At 20 years old, XXX’s rising fame was overshadowed by a brutally violent past and a long rap sheet of criminal charges. A mere 13 days before his death, the Miami New Times published a thorough piece, recounting haunting details including nearly beating his cellmate to death, domestic battery, false imprisonment and witness tampering. His ex-girlfriend (Geneva Ayala), was also interviewed in the article. Her testimony of the abuse she endured (at the time) was so chilling, it was as if it was out of a horror movie.
Yet with his undeniable talents, he remained adored by his cult-like fan base, co-signed by fellow artists and revered by tastemakers alike; his debut single “Look at Me” went certified platinum and his sophomore (now final) album ? debuted at no. 1 on Billboard.
Despite his commercial success, the allegations against him were too strong to ignore. On that fateful afternoon in Florida, social media’s court of public opinion weighed in heavy. Some mourned, some felt he “had it coming”, some jumped to his defence and some were just plain indifferent. Kanye West, Travis Barker, Diplo, J. Cole, Jidenna, even Erykah Badu all took to their platforms to express their sympathy. Some were even inspired by him. Their thoughts, however, were countered with backhanded condolences, downright elation and Snapchat videos of X’s lifeless body – proving yet again how dark of a space social media can be.
“He was lost, made mistakes, had time to grow” juxtaposed with “stop making excuse for abusers!” flooded timelines for the next 48 hours. It all leads to the question – is it possible to show compassion for life taken so senselessly, while acknowledging their abusive past and (more importantly) the victims affected by it?

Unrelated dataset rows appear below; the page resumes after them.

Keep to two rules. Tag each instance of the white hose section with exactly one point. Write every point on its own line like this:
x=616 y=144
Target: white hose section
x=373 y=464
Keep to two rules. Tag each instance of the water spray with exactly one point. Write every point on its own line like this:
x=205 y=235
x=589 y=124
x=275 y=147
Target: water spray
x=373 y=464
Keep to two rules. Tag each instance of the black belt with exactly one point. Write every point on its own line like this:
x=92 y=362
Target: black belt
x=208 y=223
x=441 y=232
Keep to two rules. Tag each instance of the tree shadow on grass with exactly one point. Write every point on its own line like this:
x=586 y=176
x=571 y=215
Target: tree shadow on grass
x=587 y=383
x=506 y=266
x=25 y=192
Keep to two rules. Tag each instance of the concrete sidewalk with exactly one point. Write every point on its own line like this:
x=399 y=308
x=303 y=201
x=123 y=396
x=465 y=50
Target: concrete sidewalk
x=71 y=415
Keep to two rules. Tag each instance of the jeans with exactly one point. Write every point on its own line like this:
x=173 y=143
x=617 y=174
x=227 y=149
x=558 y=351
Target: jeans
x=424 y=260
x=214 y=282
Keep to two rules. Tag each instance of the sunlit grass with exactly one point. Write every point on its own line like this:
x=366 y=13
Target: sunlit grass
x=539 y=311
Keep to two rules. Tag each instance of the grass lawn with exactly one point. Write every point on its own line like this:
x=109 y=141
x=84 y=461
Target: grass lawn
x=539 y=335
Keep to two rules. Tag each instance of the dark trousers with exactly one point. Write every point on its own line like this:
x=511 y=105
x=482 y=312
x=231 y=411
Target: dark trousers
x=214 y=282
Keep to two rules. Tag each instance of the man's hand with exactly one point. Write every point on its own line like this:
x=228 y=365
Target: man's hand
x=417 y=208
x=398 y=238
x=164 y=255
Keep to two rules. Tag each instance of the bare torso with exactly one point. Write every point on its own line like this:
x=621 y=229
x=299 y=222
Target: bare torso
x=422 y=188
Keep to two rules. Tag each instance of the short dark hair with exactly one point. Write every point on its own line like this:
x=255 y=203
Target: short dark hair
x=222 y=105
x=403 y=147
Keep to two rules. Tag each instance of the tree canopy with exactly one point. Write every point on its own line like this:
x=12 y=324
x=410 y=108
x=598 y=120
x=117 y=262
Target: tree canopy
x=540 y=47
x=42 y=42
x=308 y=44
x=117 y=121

If you showed empathy for X, you were chastised for “caping for an abuser.” If you showed more empathy for his victim(s), you were chastised for “having no compassion” for someone who just died. Can there be a grey area in this public mourning of celebrities who have committed horrible things?
As ugly as X’s past was, his music exuded his personal pain and depression – feelings that are all too relatable to escape. Fans recounted that his music touched them so much that it saved them from committing suicide. As Lindsay Zoladz wrote so articulately in The Ringer: “If we act as if he never existed, or as if he was not as popular as he was…or as if his fans didn’t see some articulation of their own hurt and hopelessness in his music, we’re lying to ourselves. It sits uncomfortably with me, too, but it’s true: Something about what he was doing was really getting through to people, and very young people in particular.”
It’s a slippery slope. Since Monday, X’s catalogue has skyrocketed across all major streaming platforms and currently boasts 50% of Genius’ Top Songs. X’s legacy being celebrated. Yet the world would be doing a disservice to all survivors of abuse if we ignore the giant elephant in the room. We can’t erase a person’s actions because their life is cut short, but neither can we be ashamed for paying respect while the body is still warm.